It’s funny. I was born in June, which means I was born when the clocks had already shifted forward, and therefore should be more accustomed to the Daylight Savings Time. I mean, if you believe in that kind of stuff. But there’s just something about turning the clocks back an hour that feels so right to me. So suffice it to say, I’m not looking forward to this year’s Spring Forward. Especially after the year 2020 has already thrown at us. Until the government figures out if Toronto, Montreal and New York will all agree to select a time and keep it there, I’ve come up with a few helpful tips to share so that you can avoid that first week of absolute confusion and not miss out on 1 (or more) hours of sleep.
1. Go to sleep 15-30 mins early 4-7 days before the time change
While this may not completely reset your natural sleep cycle to adjust for the hour you’re losing, it will at least help lessen the blow by giving yourself some time back throughout the week. Adjusting by 30 mins is more gentle than a full hour. You could even start waking up 15-30 mins early so that you’re balancing out the time shift.

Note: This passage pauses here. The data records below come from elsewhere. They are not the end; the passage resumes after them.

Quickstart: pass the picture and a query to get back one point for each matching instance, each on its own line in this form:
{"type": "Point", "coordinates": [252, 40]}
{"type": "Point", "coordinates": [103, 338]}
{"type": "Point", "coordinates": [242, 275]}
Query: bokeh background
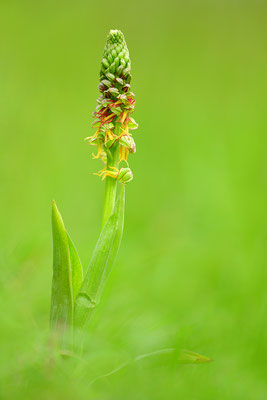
{"type": "Point", "coordinates": [191, 271]}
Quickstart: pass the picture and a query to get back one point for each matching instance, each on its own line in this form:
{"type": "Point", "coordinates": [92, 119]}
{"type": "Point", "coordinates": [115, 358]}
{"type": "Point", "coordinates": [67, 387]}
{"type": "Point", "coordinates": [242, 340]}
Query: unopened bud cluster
{"type": "Point", "coordinates": [115, 104]}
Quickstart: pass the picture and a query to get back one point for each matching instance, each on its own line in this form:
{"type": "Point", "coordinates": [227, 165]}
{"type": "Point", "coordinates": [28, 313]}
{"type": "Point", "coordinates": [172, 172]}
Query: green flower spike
{"type": "Point", "coordinates": [112, 122]}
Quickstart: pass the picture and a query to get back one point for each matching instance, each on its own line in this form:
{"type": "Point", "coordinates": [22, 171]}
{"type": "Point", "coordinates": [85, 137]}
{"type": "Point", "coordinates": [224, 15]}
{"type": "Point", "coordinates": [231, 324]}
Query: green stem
{"type": "Point", "coordinates": [111, 183]}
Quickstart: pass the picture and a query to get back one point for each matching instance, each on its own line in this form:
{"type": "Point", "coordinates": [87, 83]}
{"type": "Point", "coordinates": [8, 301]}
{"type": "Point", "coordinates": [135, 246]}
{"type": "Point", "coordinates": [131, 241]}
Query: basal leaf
{"type": "Point", "coordinates": [76, 269]}
{"type": "Point", "coordinates": [61, 313]}
{"type": "Point", "coordinates": [189, 357]}
{"type": "Point", "coordinates": [100, 266]}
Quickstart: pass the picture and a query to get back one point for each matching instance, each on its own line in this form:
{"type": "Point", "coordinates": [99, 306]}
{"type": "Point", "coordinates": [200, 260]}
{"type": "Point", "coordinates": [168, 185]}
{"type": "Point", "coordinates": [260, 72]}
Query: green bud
{"type": "Point", "coordinates": [115, 62]}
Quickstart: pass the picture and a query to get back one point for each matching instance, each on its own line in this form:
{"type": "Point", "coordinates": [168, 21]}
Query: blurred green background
{"type": "Point", "coordinates": [191, 271]}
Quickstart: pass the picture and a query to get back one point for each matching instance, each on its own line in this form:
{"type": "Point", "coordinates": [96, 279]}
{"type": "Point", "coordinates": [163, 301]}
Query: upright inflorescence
{"type": "Point", "coordinates": [112, 114]}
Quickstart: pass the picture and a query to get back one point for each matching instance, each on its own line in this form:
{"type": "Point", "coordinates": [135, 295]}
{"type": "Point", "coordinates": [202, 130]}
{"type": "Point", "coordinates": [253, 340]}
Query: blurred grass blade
{"type": "Point", "coordinates": [61, 313]}
{"type": "Point", "coordinates": [100, 266]}
{"type": "Point", "coordinates": [76, 269]}
{"type": "Point", "coordinates": [189, 357]}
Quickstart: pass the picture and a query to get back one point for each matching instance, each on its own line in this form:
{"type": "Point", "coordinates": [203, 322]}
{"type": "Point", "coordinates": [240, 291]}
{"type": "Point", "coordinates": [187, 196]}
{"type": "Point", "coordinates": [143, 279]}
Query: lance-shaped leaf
{"type": "Point", "coordinates": [100, 266]}
{"type": "Point", "coordinates": [61, 313]}
{"type": "Point", "coordinates": [67, 278]}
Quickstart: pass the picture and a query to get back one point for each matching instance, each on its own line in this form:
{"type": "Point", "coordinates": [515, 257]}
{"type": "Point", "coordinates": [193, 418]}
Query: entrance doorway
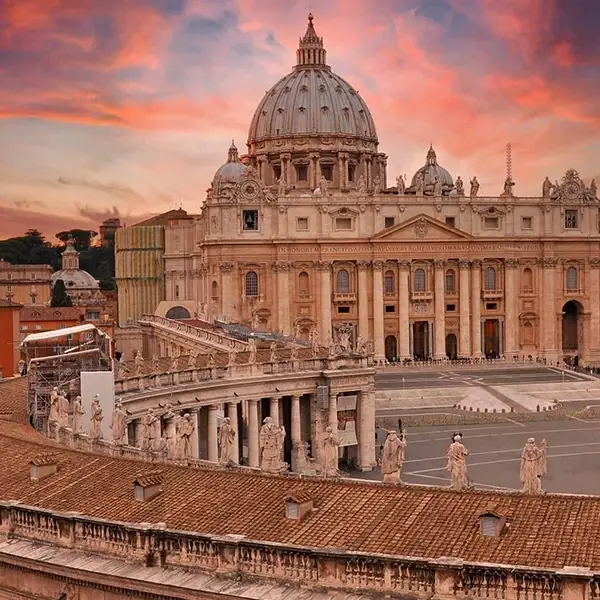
{"type": "Point", "coordinates": [491, 338]}
{"type": "Point", "coordinates": [391, 348]}
{"type": "Point", "coordinates": [451, 346]}
{"type": "Point", "coordinates": [572, 327]}
{"type": "Point", "coordinates": [421, 340]}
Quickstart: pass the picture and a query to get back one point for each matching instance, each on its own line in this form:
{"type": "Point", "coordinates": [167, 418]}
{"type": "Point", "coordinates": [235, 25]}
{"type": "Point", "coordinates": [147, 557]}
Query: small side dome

I don’t know about you, but that first workday morning after the time springs forward is always the hardest. It may be especially difficult now that you’re working from home and rolling out of bed with not a lot of time to spare before logging in. Do yourself a favour and give your body the extra zzz that it will need. I know I definitely will be giving this tip a shot.
2. Get outside earlier in the day
…Or, if you’ve been cooped up in your home, get out even a little. Soaking in that vitamin D from the sun will not only improve your mood, but it will help with your circadian rhythm. The earlier you can get outside, whether for a morning or mid-morning walk – the better!
This one is a hard one for me. I typically have the evening shift with the doggos, so I tend to only get outside around 5pm. In the winter it definitely sucked (unless it was snowy and beautiful and glistening, then it was magical ❄️).
3. Move your body in the AM
Although we will technically be getting more sunlight in the evening, it’s still a good idea to get your movement in during the morning hours. It’s all about setting the tone for the day, and awakening your body to adjust to the new time zone (since that’s really what it is!). Not ready for a full on HIIT workout? I don’t blame you. Start with some low impact yoga, stretching or even a 20 mins cycle if you have an exercise bike. Once you feel like you’ve adjusted to the new time, then kick it up a notch or two. Bonus points for moving your body even during a pandemic. High five to you! 🙌
Movement is one of those things that I’ve really struggled with during the pandemic (and before that if I’m being honest). We recently purchased an exercise bike and downloaded the Peloton app on our phones and I can honestly say that it’s gotten me back into some sort of physical routine. My goal is to get at least 30 mins of movement in a day (on top of the 45min to an hour walk I have with the dogs).
4. Take regular scheduled breaks throughout the day
I think back to elementary school and having recess. What I wouldn’t give now to have those mandatory minutes of movement and fresh air. And I thought – well, why not?! I am guilty of not stepping away from my computer (even when I’m not being that productive…). I feel like there’s a weight censored notification button under my seat and if I leave my desk, my boss will know and fire me immediately. Okay…well not that dramatic…but you know what I mean.
While we’re acclimatizing to a whole new work schedule, give yourself some grace and take those 15 mins to step away from your computer, grab a coffee, go for a quick water break, get outside – or just get out of the area where you work. This is going to be a big area of focus for me. I’m even going to put a lunch break into my calendar so that I won’t be scheduled for meetings to give myself a true rest and recovery period during the day. I highly recommend you do too.
5. Have a morning routine you’re excited to wake up to
We’ve checked off movement and sunshine for our morning to-do’s and although those are great, they may not be the thing that gets your butt out of bed in the morning. Find out what that is and incorporate it into your morning routine.
I’ve been experimenting with different routines and trying to find one that sticks. Something that always gets me out of bed is… coffee. Yup. My husband is the earliest of early birds and brews coffee when he wakes up, and that smell definitely gets me out of bed. I try to sit down with my coffee (water first, obvs) and journal or read something inspiring on one of my favourite blogs or even watching one of my favourite YouTubers for a quick 5 min video. That piece of my morning makes me happy and it’s something that energizes my day.
Find what works for you – and yes, it may take a few tries to figure it out, but that can also be exciting!
I wish you all of the rest and ease heading into this spring forward period. I know it can be a challenging transition for some or a love/hate relationship for others. Whether you’re team #SpringForward or #FallBack (I’m camp Fall Back, that’s for sure!), I hope that you find these tips helpful.